Dessa forma, a nocicepção pode ser descrita como o processo sensorial que fornece as sinalizações e que permitem que o indivíduo tenha a experiência da dor. Já a dor propriamente dita é uma experiência sensorial e emocional desagradável, associada a um dano tecidual real ou potencial, ela é muito mais do que um estímulo nocivo, pois, envolve uma série de outros componentes. Com isso, é importante destacar que a dor pode ser agonizante mesmo sem a ação dos nociceptores. Como também uma pessoa pode ter uma sensibilidade enorme naquele local, e um toque que causaria pouca dor, naquele momento poderá ser insuportável, fenômeno é conhecido como hiperalgesia. Agora imagine alguém que acabou de ser lesionado em um membro e outra pessoa faz um toque leve no local, com certeza a experiência de dor naquele momento será bem maior do que se a pessoa não estivesse lesionada, isso ocorre justamente pela presença exagerada dos nociceptores, avisando e protegendo o indivíduo de maiores lesões. Com isso, constata-se que a percepção da dor é muito variável. Dependendo da atividade concomitante de inferências sensoriais não dolorosas e do contexto comportamental, o mesmo nível de atividade do nociceptor pode produzir mais ou menos dor.
Uma das grandes inovações em neurociências é que já existem formas de atenuação da dor fazendo uso de realidade virtual. Essas estratégias demonstram que o uso da realidade virtual com auxílio de softwares específicos podem favorecer a imersão e a interatividade dos pacientes reduzindo a percepção dolorosa, como mostra a imagem abaixo.

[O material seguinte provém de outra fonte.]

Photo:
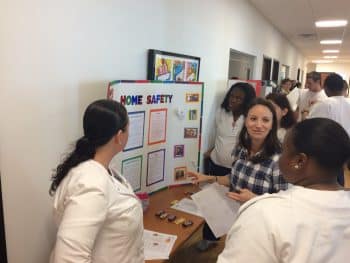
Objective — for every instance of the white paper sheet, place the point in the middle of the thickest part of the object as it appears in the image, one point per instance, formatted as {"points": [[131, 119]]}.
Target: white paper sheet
{"points": [[157, 126], [131, 170], [218, 210], [155, 168], [136, 129], [157, 245], [188, 206]]}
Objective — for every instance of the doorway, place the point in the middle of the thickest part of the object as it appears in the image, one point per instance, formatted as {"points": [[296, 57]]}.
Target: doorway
{"points": [[266, 70]]}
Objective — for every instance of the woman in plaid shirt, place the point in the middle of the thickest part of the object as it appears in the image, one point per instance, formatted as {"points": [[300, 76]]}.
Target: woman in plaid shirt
{"points": [[255, 168]]}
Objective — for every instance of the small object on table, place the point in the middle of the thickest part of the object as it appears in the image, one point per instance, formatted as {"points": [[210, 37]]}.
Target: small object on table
{"points": [[159, 213], [171, 218], [163, 216], [174, 202], [187, 223], [180, 220]]}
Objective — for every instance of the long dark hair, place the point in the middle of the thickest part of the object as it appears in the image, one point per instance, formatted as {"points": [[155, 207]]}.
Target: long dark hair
{"points": [[324, 140], [102, 120], [249, 95], [288, 120], [271, 144]]}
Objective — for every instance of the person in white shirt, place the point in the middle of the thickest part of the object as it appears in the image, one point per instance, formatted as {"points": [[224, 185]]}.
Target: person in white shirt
{"points": [[99, 218], [284, 113], [336, 107], [229, 121], [309, 222], [309, 96]]}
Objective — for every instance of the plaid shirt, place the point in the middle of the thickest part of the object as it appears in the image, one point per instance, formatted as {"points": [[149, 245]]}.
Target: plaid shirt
{"points": [[260, 178]]}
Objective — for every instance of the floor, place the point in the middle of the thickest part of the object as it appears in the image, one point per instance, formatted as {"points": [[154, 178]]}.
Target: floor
{"points": [[189, 254]]}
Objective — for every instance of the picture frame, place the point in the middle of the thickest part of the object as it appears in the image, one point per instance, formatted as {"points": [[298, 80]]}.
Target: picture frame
{"points": [[190, 133], [180, 173], [179, 150], [168, 66]]}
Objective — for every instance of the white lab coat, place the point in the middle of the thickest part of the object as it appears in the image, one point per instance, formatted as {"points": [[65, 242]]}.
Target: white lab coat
{"points": [[99, 218], [296, 226], [336, 108]]}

Essa função vital da dor é perceptível em pessoas que devido alguma alteração neurofisiológica nascem com uma incapacidade de perceber a dor, condição chamada de “insensibilidade congênita a dor”. Ela é um fenótipo extremamente raro, caracterizado pela ausência de nocicepção desde o nascimento. Estudos mostram que sua causa é genética, resultando da alteração eletroquímica que é responsável pela conexão de nervos periféricos ao sistema nervoso central, fazendo com que a dor não seja percebida. As pessoas com essa disfunção passam a vida inteira expostas a situações de perigo. Isso acontece porque a dor nos avisa essas situações, até mesmo em atividades corriqueiras, como por exemplo, se estamos forçando muito um músculo em uma atividade física, se estamos dormindo em uma posição prejudicial a nossa coluna, se um local está quente ou frio demais, entre outros. Ou situações mais graves como por exemplo, se pisamos em um prego, se quebramos uma perna, ou se estamos levando um choque, etc.

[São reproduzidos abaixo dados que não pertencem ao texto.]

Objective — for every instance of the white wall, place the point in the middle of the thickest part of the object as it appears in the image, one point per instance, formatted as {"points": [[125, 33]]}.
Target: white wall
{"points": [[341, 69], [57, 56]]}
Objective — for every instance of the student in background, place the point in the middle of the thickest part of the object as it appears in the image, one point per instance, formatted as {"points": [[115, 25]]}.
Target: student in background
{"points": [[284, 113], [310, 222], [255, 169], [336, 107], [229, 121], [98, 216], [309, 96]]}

Esse vídeo mostra um episódio de "Grey's anatomy" onde uma garotinha chamada Megan possui insensibilidade congênita à dor, e está sendo analisada por um médico. Mesmo com machucados profundos, Megan não chora e ainda mostra um ferimento no braço grampeado por ela mesma na tentativa de evitar ver sangue escorrendo. Para a menina ela possuía “super poderes” e não entendia que estava sendo exposta a situações perigosas. Assim como Megan, mais de 300 pessoas espalhadas pelo mundo possuem essa condição. Pacientes com esse distúrbio tendem a morrer precocemente, mesmo tendo os melhores cuidados possíveis, pois, a capacidade de perceber a dor tem um grande valor de sobrevivência.

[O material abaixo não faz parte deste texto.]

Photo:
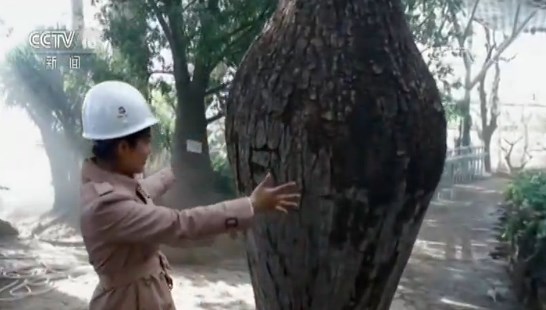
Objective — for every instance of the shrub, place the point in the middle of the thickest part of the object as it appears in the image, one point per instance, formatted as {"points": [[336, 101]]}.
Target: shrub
{"points": [[524, 229]]}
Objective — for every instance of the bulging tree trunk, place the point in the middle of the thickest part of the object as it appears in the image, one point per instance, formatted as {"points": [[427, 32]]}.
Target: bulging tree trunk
{"points": [[335, 95]]}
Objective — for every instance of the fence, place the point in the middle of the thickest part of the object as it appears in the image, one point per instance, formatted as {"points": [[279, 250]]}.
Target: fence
{"points": [[462, 165]]}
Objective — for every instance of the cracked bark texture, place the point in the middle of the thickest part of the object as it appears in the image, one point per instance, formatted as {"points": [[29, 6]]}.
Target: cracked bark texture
{"points": [[335, 95]]}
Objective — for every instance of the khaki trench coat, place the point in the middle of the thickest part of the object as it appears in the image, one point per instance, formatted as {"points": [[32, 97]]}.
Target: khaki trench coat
{"points": [[122, 230]]}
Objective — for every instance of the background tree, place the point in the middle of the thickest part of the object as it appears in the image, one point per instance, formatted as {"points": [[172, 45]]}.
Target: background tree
{"points": [[200, 35], [463, 37], [324, 97]]}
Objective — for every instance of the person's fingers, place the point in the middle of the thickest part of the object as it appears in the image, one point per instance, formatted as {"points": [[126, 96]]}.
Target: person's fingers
{"points": [[289, 197], [267, 181], [288, 204], [290, 187]]}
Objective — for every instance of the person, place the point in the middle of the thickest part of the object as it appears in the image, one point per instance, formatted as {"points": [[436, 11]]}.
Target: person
{"points": [[121, 227]]}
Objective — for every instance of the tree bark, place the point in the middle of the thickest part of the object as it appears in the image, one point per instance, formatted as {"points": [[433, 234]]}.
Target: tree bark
{"points": [[194, 169], [64, 162], [335, 96]]}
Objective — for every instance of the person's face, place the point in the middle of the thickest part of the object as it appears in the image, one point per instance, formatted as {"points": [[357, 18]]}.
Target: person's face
{"points": [[132, 159]]}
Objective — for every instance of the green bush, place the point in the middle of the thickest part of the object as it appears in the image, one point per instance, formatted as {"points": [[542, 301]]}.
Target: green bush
{"points": [[524, 227]]}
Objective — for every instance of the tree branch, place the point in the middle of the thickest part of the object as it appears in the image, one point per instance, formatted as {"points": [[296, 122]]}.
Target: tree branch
{"points": [[162, 72], [173, 27], [215, 117], [516, 30], [214, 90]]}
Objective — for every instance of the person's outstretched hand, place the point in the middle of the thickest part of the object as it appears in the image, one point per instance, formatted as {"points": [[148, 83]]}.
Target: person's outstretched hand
{"points": [[266, 196]]}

Muitas pessoas podem achar que o fato de não sentir dor é um privilégio, no entanto, sua ausência é extremamente prejudicial para o indivíduo. Então você gostaria de possuir esse super “poder”?
Pesquisas utilizando eletrocardioscópio (ECG) e eletroencefalograma (EEG) demonstram a percepção de alterações em sinais cerebrais de pessoas com essa patologia (padrões de EEG). Dessa forma, talvez associar o uso de realidade virtual com EEG poderá demonstrar um real ganho neurológico desse tratamento e contribuir para terapias para essa condição.